From our results, SNPs in DRD4 have been indicative of playing a role in antidepressant response. The dopamine D4 receptor is best known for the relative specificity of the atypical antipsychotic clozapine for this receptor and their relative lack in the ventral and dorsal striatum [29,30]. The D4 receptor is less expressed in the mammalian brain than the D2 and D3 receptors and is mainly found in the frontal cortex, the amygdala, the hippocampus, the globus pallidus, the hypothalamus, the thalamus, and the substantia nigra pars reticulata [16,31]. This is different with the lamprey, which is a representative of the oldest human vertebrate ancestors, and where the D4 receptor is found in the striatum, cortex-like structures, and also, in the habenula [32].

We have good reason to believe that the lamprey striatum can be seen as a precursor to the human nuclear amygdala [33]. Dopamine D4 receptor has been observed in the central nucleus of the amygdala as well as in other regions of the complex [34]. Significantly, in the basal nucleus, the expression of D4 receptors and not D1 and D2 receptors is higher in depressed patients in comparison to healthy subjects. It is also interesting that the dopamine D4 receptor appears to be involved in relapse to nicotine, cocaine, and amphetamine use in addiction [35]. This phenomenon is linked to the role of the lateral habenula in reward-oriented behaviour, which also likely plays a role in depression [6,36]. Norepinephrine released from adrenergic terminals and not dopamine has been suggested to stimulate these habenular dopamine D4 receptors [37]. This could be the route by which antidepressants with noradrenaline reuptake inhibiting activity could mediate certain antidepressant effects.
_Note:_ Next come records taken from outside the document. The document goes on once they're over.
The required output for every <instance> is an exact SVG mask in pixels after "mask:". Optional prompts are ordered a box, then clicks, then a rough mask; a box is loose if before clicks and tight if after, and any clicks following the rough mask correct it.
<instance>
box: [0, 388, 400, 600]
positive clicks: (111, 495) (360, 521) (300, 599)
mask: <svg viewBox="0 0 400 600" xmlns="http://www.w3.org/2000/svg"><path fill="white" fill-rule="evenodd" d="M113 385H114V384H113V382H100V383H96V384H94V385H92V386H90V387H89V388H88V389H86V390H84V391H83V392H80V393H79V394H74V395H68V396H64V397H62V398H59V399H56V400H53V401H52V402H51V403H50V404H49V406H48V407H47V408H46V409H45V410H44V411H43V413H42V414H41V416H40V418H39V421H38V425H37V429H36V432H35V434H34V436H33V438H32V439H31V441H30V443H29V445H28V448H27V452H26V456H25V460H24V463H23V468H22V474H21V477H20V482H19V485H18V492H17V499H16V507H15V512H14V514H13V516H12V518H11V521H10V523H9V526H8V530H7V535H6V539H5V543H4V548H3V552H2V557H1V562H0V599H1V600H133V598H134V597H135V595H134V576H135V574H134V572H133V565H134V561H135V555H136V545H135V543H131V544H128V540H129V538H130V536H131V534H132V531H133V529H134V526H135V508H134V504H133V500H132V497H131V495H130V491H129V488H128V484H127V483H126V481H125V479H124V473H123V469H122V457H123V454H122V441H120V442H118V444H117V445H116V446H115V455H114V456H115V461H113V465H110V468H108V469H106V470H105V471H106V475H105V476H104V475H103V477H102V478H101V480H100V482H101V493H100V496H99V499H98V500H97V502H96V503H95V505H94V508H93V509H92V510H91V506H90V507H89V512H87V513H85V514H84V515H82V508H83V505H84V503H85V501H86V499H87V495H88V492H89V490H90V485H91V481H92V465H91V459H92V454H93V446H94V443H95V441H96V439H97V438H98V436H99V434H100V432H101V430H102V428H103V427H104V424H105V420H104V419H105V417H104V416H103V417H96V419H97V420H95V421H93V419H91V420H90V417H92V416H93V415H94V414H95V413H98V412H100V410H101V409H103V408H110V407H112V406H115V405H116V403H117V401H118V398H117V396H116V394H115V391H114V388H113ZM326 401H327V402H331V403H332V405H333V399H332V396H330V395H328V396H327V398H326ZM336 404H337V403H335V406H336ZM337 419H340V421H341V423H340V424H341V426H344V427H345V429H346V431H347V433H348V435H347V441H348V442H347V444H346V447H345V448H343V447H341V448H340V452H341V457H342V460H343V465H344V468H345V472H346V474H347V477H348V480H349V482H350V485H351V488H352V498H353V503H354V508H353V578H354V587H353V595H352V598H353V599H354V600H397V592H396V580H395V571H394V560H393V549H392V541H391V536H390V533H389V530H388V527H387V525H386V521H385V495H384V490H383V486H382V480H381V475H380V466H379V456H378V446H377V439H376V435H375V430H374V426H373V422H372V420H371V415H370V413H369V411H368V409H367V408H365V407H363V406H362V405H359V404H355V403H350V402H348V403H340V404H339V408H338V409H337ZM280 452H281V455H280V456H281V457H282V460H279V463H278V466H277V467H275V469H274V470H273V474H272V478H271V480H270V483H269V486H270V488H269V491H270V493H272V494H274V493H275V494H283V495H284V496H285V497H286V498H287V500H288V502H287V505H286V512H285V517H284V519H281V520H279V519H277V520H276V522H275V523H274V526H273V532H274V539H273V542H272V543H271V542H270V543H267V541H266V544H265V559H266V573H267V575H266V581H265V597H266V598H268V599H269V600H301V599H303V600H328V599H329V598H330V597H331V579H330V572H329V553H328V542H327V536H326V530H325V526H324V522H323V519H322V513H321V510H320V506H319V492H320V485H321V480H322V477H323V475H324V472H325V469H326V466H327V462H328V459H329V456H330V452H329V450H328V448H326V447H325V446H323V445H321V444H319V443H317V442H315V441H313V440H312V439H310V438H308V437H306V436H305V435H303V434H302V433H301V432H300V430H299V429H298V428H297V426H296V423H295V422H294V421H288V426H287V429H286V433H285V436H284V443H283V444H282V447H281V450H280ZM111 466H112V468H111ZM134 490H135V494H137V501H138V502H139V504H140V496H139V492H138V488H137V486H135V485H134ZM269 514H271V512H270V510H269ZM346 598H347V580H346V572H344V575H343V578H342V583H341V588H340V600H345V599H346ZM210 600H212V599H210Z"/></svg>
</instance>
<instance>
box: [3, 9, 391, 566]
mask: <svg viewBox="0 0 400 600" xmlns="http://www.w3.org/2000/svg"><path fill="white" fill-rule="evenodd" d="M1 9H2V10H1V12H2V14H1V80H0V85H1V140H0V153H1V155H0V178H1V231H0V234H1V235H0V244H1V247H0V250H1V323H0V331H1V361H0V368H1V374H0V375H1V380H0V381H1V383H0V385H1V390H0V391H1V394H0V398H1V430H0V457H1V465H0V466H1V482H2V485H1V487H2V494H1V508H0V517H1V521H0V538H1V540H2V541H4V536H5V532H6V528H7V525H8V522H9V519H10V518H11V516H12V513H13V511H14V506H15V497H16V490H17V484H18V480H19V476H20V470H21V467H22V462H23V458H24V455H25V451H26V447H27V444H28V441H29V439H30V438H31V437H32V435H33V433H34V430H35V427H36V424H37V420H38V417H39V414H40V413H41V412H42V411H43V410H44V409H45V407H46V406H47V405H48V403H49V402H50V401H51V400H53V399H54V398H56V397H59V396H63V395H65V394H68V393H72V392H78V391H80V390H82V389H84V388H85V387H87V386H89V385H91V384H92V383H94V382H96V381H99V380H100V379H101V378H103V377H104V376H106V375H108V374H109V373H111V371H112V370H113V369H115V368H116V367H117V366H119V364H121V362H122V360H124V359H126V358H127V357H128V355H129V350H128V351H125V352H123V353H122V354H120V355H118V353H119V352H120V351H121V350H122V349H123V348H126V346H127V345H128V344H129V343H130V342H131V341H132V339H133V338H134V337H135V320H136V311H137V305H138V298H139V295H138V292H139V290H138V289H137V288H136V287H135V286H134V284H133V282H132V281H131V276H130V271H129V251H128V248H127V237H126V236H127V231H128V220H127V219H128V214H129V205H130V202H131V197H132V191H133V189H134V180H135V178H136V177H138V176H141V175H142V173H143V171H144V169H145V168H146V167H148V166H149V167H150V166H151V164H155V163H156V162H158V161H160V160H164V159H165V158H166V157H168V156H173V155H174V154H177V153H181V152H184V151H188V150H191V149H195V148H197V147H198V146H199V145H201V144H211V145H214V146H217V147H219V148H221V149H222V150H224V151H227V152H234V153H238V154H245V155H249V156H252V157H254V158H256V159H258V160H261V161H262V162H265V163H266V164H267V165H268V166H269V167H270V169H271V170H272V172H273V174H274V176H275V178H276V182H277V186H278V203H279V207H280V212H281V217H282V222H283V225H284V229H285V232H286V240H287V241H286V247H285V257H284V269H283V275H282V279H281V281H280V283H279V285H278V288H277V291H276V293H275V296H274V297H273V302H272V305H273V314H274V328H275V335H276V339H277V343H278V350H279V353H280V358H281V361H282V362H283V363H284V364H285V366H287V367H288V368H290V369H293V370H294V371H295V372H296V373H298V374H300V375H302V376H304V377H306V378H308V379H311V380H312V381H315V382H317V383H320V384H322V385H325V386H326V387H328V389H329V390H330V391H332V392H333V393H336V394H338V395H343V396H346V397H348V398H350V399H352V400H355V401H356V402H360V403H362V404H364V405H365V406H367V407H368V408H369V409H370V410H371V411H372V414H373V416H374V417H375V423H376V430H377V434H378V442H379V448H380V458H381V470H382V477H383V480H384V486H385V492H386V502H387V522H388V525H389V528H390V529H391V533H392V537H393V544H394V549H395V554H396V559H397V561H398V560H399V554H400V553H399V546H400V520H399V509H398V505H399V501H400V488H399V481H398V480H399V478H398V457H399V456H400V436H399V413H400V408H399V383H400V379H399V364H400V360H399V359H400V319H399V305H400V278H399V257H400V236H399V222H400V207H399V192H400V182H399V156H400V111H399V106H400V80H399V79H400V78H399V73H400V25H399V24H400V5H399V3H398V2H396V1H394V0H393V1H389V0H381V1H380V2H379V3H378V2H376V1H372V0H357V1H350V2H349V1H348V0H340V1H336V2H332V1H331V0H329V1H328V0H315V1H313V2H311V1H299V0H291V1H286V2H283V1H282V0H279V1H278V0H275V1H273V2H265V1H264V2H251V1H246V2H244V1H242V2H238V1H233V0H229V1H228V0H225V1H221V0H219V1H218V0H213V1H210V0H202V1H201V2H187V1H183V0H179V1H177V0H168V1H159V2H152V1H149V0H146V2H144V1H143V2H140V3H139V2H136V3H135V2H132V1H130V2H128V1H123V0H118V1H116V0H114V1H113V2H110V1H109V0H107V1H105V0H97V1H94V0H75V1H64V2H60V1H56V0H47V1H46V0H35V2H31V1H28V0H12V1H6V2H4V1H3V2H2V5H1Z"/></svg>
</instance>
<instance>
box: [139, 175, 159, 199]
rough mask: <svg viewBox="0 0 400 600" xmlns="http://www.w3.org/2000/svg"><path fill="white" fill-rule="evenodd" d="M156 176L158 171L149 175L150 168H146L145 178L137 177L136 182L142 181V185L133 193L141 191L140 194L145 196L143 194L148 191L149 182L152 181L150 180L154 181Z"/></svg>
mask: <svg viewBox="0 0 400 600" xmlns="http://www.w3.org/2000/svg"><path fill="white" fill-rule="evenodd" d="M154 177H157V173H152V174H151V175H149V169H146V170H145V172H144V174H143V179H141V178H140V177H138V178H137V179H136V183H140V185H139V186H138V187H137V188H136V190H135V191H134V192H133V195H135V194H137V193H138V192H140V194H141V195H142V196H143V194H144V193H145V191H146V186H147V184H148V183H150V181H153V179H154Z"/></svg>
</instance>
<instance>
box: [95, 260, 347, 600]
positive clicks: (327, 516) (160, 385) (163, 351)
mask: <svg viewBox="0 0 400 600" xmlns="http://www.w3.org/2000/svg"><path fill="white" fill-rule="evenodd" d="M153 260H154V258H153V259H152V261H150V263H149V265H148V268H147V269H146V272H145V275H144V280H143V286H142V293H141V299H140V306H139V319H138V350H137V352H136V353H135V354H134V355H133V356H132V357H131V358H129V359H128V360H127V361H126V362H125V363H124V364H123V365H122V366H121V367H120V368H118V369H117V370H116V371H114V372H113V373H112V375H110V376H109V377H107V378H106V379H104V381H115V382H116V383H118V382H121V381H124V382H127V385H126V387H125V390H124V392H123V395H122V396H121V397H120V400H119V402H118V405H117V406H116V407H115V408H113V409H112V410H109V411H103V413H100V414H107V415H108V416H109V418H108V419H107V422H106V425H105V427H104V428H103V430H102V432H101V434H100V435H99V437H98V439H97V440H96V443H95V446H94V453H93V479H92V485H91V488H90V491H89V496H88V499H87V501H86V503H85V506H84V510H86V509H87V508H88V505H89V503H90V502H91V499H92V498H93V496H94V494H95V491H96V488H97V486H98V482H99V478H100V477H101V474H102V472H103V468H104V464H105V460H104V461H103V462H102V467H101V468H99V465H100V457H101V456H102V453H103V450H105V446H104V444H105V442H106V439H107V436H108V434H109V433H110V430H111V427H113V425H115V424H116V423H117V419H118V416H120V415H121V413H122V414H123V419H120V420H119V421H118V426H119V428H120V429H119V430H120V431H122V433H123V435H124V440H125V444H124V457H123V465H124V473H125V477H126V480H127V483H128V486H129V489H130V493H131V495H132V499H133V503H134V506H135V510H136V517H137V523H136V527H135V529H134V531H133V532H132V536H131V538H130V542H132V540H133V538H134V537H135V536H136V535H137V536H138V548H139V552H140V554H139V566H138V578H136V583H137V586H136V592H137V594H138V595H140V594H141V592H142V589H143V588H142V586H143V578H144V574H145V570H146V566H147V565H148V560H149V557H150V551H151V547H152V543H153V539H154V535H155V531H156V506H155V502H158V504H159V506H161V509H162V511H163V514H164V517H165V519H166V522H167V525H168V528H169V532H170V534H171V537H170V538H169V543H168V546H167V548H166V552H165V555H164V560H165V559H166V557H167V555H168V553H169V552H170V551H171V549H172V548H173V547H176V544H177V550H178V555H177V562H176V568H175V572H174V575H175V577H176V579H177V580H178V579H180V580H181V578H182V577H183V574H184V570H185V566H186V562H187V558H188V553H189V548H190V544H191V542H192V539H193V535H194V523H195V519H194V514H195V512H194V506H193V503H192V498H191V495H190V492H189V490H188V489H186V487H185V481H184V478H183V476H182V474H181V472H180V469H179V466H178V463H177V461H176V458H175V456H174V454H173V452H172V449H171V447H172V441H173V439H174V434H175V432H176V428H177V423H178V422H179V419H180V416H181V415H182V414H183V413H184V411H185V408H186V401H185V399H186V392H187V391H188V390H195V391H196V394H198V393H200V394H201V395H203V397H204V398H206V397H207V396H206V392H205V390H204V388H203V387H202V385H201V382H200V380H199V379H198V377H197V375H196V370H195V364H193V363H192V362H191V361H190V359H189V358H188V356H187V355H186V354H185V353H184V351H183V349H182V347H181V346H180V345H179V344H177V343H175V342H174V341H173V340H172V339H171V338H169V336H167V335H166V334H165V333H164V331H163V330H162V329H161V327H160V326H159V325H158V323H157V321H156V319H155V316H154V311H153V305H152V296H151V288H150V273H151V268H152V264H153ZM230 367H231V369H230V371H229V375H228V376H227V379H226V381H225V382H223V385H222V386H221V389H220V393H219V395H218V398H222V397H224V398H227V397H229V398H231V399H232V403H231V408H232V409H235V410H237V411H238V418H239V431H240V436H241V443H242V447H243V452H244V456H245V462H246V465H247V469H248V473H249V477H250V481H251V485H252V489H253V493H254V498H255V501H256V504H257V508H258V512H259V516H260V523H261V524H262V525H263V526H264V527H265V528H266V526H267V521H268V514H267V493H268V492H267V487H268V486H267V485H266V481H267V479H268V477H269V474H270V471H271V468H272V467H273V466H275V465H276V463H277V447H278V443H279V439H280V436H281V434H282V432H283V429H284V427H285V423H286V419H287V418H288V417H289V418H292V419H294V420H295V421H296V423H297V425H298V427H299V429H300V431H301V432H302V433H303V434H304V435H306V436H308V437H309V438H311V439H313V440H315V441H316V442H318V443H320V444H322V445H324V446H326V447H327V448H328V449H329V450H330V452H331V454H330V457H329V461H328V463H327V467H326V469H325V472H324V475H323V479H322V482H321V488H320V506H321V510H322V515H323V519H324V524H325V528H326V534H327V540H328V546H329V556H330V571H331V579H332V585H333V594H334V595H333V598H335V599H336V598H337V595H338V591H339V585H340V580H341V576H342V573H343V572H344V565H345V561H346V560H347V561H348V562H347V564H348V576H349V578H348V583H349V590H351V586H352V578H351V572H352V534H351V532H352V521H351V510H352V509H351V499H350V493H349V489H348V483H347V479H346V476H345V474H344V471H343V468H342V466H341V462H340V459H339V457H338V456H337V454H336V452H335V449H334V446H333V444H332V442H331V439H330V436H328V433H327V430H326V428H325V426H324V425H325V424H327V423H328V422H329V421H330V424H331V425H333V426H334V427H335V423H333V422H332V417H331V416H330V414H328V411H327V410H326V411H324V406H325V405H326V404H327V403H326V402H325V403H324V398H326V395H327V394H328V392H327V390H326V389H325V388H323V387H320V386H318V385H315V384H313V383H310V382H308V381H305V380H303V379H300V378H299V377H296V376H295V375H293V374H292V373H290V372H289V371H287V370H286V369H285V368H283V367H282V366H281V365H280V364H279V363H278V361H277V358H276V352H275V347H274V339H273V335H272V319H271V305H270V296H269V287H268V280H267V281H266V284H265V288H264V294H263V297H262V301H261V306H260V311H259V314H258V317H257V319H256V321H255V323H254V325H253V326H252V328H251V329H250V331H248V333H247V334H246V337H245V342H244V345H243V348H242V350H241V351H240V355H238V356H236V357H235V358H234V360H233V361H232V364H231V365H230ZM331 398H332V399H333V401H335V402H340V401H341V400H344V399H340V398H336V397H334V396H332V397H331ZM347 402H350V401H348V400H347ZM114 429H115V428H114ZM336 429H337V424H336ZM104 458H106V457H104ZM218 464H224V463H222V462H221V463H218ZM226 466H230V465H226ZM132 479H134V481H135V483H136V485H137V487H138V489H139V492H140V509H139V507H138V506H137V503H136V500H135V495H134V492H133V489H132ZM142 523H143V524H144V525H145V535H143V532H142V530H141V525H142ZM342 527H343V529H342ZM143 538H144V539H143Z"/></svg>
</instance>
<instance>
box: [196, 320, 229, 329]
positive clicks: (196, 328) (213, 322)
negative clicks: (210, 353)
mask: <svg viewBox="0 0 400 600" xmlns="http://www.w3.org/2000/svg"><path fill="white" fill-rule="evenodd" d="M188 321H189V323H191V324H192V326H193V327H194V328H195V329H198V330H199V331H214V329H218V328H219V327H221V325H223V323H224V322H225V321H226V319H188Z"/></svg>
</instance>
While our findings may shed light on the dopaminergic neurotransmission pathways, our research has some limitations. As the study lacked a control group, we were unable to conduct a case-control study for the associations and determine if the SNPs also played a role in depression. In addition, the diversity of antidepressants taken may have impacted the response seen in our patient cohort. As the patients were seen by psychiatrists and not by physicians, the patient records are focused on the depression score and improvement of the study period, rather than providing a comprehensive medical report. Building on our results, we would suggest to further investigate, include more clinically relevant information, and consider the contribution of dopamine D4 receptors to the response to antidepressants. As we hypothesize the habenuloid complex playing a role in the dopaminergic neurotransmission response, we would highlight a special focus in this interaction when expanding the scope of the study.

5. Conclusions

In this cohort study, we investigated the possible existence of associations between genotypes of variants of genes encoding dopaminergic neurotransmission proteins and the response to antidepressant treatment of patients with major depressive disorder who had for at least 6 months been off treatment. The results of this study are suggestive to explore further the impact DRD4 rs11246226 has on antidepressant response. The associations found in DRD2 rs6275, MAOB rs1799836, and SLC6A3 rs40184 are also worth investigating further. Our findings add to our hypothesis that dopamine D4 receptors in the amygdala and in the habenula may play a role in the response to antidepressants.